###### Introduction to Network Analysis 2023/24 (iv)

## Small-world and scale-free models, graphs vs networks

You are given six networks in Pajek format.

+ Zachary karate club network ([karate_club.net](http://lovro.fri.uni-lj.si/ina/nets/karate_club.net))
+ Map of Darknet from Tor network ([darknet.net](http://lovro.fri.uni-lj.si/ina/nets/darknet.net))
+ IMDb actors collaboration network ([collaboration_imdb.net](http://lovro.fri.uni-lj.si/ina/nets/collaboration_imdb.net))
+ WikiLeaks cable reference network ([wikileaks.net](http://lovro.fri.uni-lj.si/ina/nets/wikileaks.net))
+ Enron e-mail communication network ([enron.net](http://lovro.fri.uni-lj.si/ina/nets/enron.net))
+ A small part of Google web graph ([www_google.net](http://lovro.fri.uni-lj.si/ina/nets/www_google.net))

In [1]:
import networkx as nx
import random
import utils

### III. Synthetic random graphs vs real networks

Consider different large-scale properties of real networks. Namely, low average node degree $\langle k\rangle\ll n$, one giant connected component $S\approx 1$, short distances between the nodes $\langle d\rangle\approx\frac{\ln n}{\ln\langle k\rangle}$, high average node clustering coefficient $\langle C\rangle\gg 0$, power-law degree distribution $p_k\sim k^{-\gamma}$, pronounced community structure etc.

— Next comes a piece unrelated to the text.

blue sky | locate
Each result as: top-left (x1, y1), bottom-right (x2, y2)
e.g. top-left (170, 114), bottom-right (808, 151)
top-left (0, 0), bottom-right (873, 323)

1. **(discuss)** Design synthetic graph model that generates undirected graphs that are _most different_ from real networks.



To generate the most different graph, it needs to have:
- large distances between nodes,
- low clustering,
- high average node degree, but we have to be careful since this makes graph denser, which increases clustering and lowers distances,
- uncharacteristic degree distribution like Binomial,
- no large connected component.

One example of that could be a chain. It has clustering coefficient of 0 since only connection is to the neighboring node, distances scale with O(n) and all nodes except for ending have the same degree. To have no large connected component just create multiple unconnected chains. This satisfies all the criteria except for high node degree.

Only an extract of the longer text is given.